Lonely Number (Main Thread)

Community

Start a Thread

Filters

All Threads

Answered

Unanswered

By Category

All

Career

Challenges

Feedback

General

Notifications

Subscribe You’re not receiving notifications from this thread.

Here is the interview question prompt, presented for reference.

In a given array of numbers, one element will show up once and the others will each show up twice. Can you find the number that only appears once in O(n) linear time? Bonus points if you can do it in O(1) space as well.

lonelyNumber([4, 4, 6, 1, 3, 1, 3])
// 6

lonelyNumber([3, 3, 9])
// 9

Constraints

Length of the array <= 100,000
The values of the array will be between -1,000,000,000 and 1,000,000,000

You can see the full challenge with visuals at this link.

Challenges • Asked over 5 years ago by Anonymous

Jake from AlgoDaily Commented on Aug 12, 2019:

This is the main discussion thread generated for Lonely Number.
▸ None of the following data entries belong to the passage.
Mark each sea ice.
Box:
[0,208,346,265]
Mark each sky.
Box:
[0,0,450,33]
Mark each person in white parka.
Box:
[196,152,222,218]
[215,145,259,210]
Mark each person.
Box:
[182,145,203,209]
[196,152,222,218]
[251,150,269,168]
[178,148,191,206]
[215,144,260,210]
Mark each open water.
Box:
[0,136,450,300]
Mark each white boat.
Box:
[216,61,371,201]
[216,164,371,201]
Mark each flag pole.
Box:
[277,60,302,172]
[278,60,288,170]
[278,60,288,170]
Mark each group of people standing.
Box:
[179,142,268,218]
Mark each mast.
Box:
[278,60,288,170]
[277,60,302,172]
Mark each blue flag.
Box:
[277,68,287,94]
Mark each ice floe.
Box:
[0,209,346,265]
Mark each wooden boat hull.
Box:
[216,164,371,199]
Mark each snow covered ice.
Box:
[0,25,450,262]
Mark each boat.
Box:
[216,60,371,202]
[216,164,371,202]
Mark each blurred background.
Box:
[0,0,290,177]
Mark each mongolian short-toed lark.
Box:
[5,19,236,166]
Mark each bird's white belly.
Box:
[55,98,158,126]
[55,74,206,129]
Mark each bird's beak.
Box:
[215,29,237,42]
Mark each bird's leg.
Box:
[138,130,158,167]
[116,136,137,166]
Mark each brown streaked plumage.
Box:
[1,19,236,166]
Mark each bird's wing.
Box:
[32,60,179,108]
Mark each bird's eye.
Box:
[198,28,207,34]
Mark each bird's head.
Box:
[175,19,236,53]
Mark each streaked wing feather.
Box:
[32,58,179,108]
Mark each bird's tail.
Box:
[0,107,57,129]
Anonymous Commented on Aug 12, 2019:

Using delete on an object does not appear to work as intended. Running with an odd number of multiple appearances, like console.log(lonelyNumber([4, 4, 6, 1, 1, 3, 1, 3])); returns 1 instead of the expected 6. I could not reduce the problem beyond setting to true or false if more than one, and then finding the first key with value of true. There is no built in method for this and it is potentially slow (?).

Jake from AlgoDaily Commented on Nov 19, 2019:

Hi,

Your example has 1 appearing 3 times, so the 3rd time, it gets added back to the array.

I've added a note: "Note that this only works if the rest of the numbers show up an even number of times. This is because if a number shows up three or more times, you'll end up adding it back to the hash map."

Anonymous Commented on Jan 09, 2020:

[deleted]

Tonya Sims Commented on Feb 19, 2020:

What about using the count function? Isn't it still 0(n)?

def lonely_number2(arr):
for item in arr:
if arr.count(item) == 1:
return item

Anonymous Commented on Mar 25, 2020:

[deleted]

Jacob Danner Commented on Jan 02, 2021:

This was the most helpful explanation of XOR I've read, still not sure I'd pull this out in an interview but it makes this bitwise operations seem much more accessible! Thanks!

Jake from AlgoDaily Commented on Jan 02, 2021:

So happy to hear that, Jacob :-) Check out https://algodaily.com/lessons/bitwise-operators-and-bit-manipulation-for-interviews for even more fun with bit manipulation!

Vits94 Commented on Feb 18, 2021:

How about using Math to solve the problem:-
Idea -> 2 * (a + b + c) - (a + a + b + b + c) = c

Code:
public int lonelyNumber(int[] nums) {
int sumOfNums = 0, sumOfSet = 0;
Set s = new HashSet<>();

for(int x : nums) {
if (!s.contains(x)) {
s.add(x);
sumOfSet += x; // set will contain only unique elements from given array
}
sumOfNums += x;
}
return 2 * sumOfSet - sumOfNums;

}

Oliver Price Commented on Jun 12, 2022:

I like the solution you suggested but I generally prefer more intuitive solutions that would be slightly easier for an observer to unpack.

This solution isn't quite O(n) time complexity because it uses a sort but it is O(1) space complexity. In terms of absolute time to run, it's pretty much exactly the same as your bitwise solution (sometimes slower, sometimes faster).

Order the list
Loop through the ordered list a. If a number if surrounded by two different ones, then return it b. Otherwise, go to the next number along

SNIPPET

def lonelyNumber(nums):
    nums.sort()
    for i, num in enumerate(nums):
        if i == 0:
            if nums[1] != num:
                return num
        elif i == len(nums) - 1:
            if nums[i - 1] != num:
                return num
        else:
            if nums[i - 1] != num and nums[i + 1] != num:
                return num

My only issue with it is that it uses a lot of if statements which I generally try to avoid for readability purposes.